Allez, on me prête un DVD, je vais tacher d'y faire honneur, petite critique sans prétention.

Premières impressions, avant même de le commencer, au vu de la pochette :

Wah... C'est foisonnant. Quelques images tirées du film, qui ont toutes l'air plus folles les unes que les autres. Une chose est sûre, c'est en couleur.
Je n'ai vu que Les Demoiselles de Rochefort de Demy, et suis assez curieux. J'ai peur aussi, de l'appréhension. Les Demoiselles, c'était vraiment chouette. Un équilibre assez incroyable, que j'ai toujours eu une peur (bientôt je saurai si elle était irrationnelle) de ne pas retrouver dans ses films un peu moins côtés. Soyons franc, il suffisait déjà d'un rien pour que l'on tombe dans un ridicule épouvantable.
Alors. Est-ce que je vais tomber sous le charme ?

[Détail difficile : sur le DVD, les auteurs ont cru bon de mettre des « bonus » dans le pluriel original : donne des « boni ». Ridicule, pratique obsolète au XXe siècle et d'un mauvais goût certain. C'est drôle parce que c'est exactement ça dont j'ai peur pour ce film. Un mauvais goût sans ce qu'il faut derrière pour que la sauce prenne.
Mais je suis sûr que Demy n'est pas à l'origine de cette erreur stupide, aussi donnons lui toute sa chance, et si je suis assez anxieux, c'est aussi parce que j'y place beaucoup d'espoirs.]

… [je regarde] ...

Euh...
Que m'est-il arrivé ?
Bon, faisons le point. Une chose est évidente, d'emblée, j'adore. Je veux dire, c'est incroyable. Plus que du respect, j'ai de l'admiration pour ces gens qui arrivent à un tel degré d'originalité, de maîtrise aussi. C'est bien beau de faire des choses folles, il faut que ça se tienne.
Oui, la note. Bon. J'ai très envie de mettre 8, ce n'est pas inapproprié loin de là, et comme ça, en y ajoutant celle d'un vieux bougon couche-tôt dont je tairai ici le nom, on arrive à 10, la note sensée symboliser en ces lieux la perfection. Alors ce n'est pas parfait, mais comment juger ça.
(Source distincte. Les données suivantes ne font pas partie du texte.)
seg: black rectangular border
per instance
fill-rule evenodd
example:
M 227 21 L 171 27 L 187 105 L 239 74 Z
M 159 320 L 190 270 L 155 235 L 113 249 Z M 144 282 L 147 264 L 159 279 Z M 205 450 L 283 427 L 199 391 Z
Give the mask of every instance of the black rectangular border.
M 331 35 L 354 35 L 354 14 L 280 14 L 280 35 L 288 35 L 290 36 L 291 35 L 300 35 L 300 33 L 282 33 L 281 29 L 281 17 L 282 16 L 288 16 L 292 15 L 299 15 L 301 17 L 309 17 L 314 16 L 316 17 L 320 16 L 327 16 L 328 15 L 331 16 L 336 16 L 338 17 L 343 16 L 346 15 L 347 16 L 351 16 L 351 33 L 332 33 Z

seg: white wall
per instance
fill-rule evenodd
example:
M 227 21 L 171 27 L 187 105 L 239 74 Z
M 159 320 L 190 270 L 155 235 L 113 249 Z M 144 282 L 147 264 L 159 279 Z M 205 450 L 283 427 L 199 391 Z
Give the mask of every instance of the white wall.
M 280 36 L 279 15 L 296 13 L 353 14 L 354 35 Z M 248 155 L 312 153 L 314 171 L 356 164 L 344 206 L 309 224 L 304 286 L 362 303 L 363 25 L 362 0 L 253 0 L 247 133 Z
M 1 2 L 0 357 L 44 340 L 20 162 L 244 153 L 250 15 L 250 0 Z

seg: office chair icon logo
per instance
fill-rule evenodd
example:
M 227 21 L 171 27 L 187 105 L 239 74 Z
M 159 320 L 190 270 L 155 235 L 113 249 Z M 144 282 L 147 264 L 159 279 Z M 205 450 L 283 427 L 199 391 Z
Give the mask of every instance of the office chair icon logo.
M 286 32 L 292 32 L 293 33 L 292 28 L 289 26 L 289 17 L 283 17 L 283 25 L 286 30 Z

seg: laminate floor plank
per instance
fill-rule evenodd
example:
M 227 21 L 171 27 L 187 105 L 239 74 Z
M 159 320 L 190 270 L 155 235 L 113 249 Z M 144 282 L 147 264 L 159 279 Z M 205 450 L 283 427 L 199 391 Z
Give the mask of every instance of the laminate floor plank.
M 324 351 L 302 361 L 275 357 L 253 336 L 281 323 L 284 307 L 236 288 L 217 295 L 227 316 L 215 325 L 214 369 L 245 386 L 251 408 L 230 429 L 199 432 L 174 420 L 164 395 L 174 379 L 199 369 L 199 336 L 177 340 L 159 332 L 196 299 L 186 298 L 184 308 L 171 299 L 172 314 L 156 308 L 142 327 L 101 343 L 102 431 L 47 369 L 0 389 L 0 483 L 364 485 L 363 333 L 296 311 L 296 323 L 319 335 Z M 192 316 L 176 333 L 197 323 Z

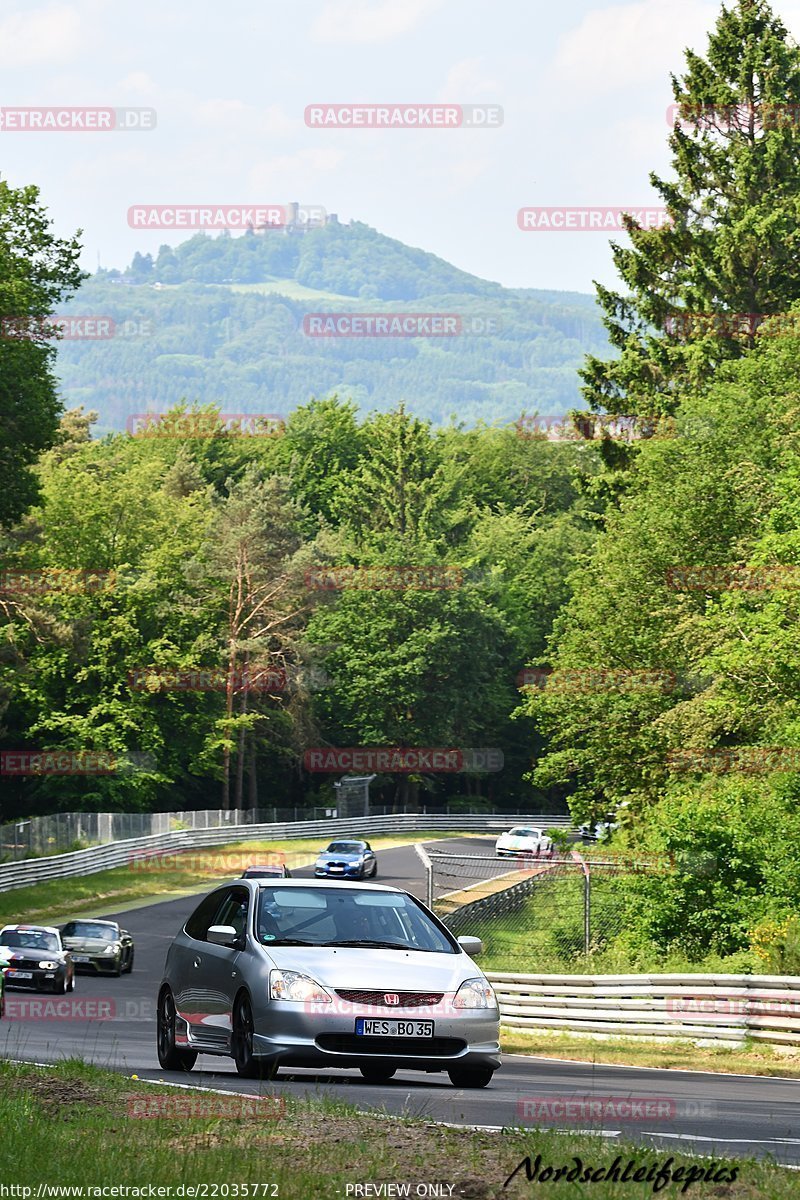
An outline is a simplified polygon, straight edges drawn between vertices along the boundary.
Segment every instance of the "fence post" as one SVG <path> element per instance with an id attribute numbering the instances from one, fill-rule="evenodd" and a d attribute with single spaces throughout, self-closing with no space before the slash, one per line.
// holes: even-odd
<path id="1" fill-rule="evenodd" d="M 579 854 L 577 850 L 570 851 L 570 857 L 576 863 L 581 863 L 583 869 L 583 953 L 585 958 L 589 958 L 591 948 L 591 872 L 583 854 Z"/>
<path id="2" fill-rule="evenodd" d="M 422 866 L 425 868 L 425 902 L 428 908 L 433 908 L 433 863 L 428 858 L 425 846 L 421 846 L 419 841 L 414 842 L 414 850 L 422 859 Z"/>
<path id="3" fill-rule="evenodd" d="M 591 948 L 591 874 L 587 868 L 583 877 L 583 953 L 589 958 Z"/>

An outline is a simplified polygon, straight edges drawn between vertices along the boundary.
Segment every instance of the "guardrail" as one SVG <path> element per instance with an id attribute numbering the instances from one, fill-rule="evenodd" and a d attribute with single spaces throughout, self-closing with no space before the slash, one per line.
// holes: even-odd
<path id="1" fill-rule="evenodd" d="M 331 838 L 336 835 L 365 836 L 375 834 L 403 834 L 435 832 L 437 829 L 464 830 L 465 833 L 497 833 L 521 822 L 547 822 L 548 826 L 570 826 L 569 817 L 536 817 L 530 815 L 452 815 L 447 817 L 420 812 L 398 812 L 375 817 L 336 817 L 324 821 L 290 821 L 271 824 L 217 826 L 209 829 L 182 829 L 169 834 L 146 838 L 128 838 L 104 846 L 91 846 L 68 854 L 49 858 L 28 858 L 18 863 L 0 864 L 0 892 L 24 888 L 46 880 L 62 880 L 76 875 L 95 875 L 114 866 L 127 866 L 149 851 L 175 852 L 211 846 L 223 846 L 231 841 L 269 841 L 296 838 Z"/>
<path id="2" fill-rule="evenodd" d="M 800 1044 L 796 976 L 487 972 L 515 1030 Z"/>

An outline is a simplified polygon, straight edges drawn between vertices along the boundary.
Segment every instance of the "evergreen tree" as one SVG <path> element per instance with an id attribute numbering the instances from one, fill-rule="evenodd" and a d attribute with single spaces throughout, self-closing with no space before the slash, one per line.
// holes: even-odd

Fait étrange, j'ai du mal à comprendre que l'on déteste ce film. C'est une réaction qui doit dénoter, non pas l'absence d'une âme d'enfant, mais au contraire l'absence de curiosité scientifique.
Je veux dire, c'est incroyable (déjà dit). Il y a un moment où je me suis dit « plus rien ne pourra m'impressionner dans ce film ». C'était la première fois que le perroquet a chanté (!!). Il s'était déjà passé une foultitude de choses inconcevables, visuellement, et auditivement, ou quel que soit le mot pour ce qui concerne l'ouïe. J'y reviendrai. Et lorsque ce perroquet a chanté pour la première fois, j'ai continué à aller de surprises en surprises.
Toujours est-il que je ne vois même plus ça comme du cinéma. On repousse les limites. On dépasse tout. On explose.
La musique micro-tonale sonne faux pour notre oreille, trop habituée à de la musique tonale ou modale. Un être humain qui aurait grandi dans un univers peuplé de sons micro-tonals trouverait sans doute la musique tonale d'une grande pauvreté, en tout cas extrêmement étrange.
Je crois que c'est là la clef. L'univers de Peau d'Âne est d'une intense richesse, qui dépasse de loin nos standards habituels. Pas « dépasser » dans le sens de « meilleur ». Plutôt comme une transcendance, vers un autre chose, un ailleurs artistique.
Mais je sens que je m'éparpille, et je sens plus fort encore que je n'arriverai pas à parler de tout ce que je voudrai. Dans un souci de cohérence, restreignons nous drastiquement, à la musique, pire, au thème principal. Exit les commentaires qui me brûlent les lèvres sur tout l'aspect visuel fantastique (photographie, costumes, décors, couleurs, effets divers (!!)...), sur tout l'aspect scénaristique (glauque et beau, inceste presque glorifié), sur les acteurs, leur jeu, le rythme...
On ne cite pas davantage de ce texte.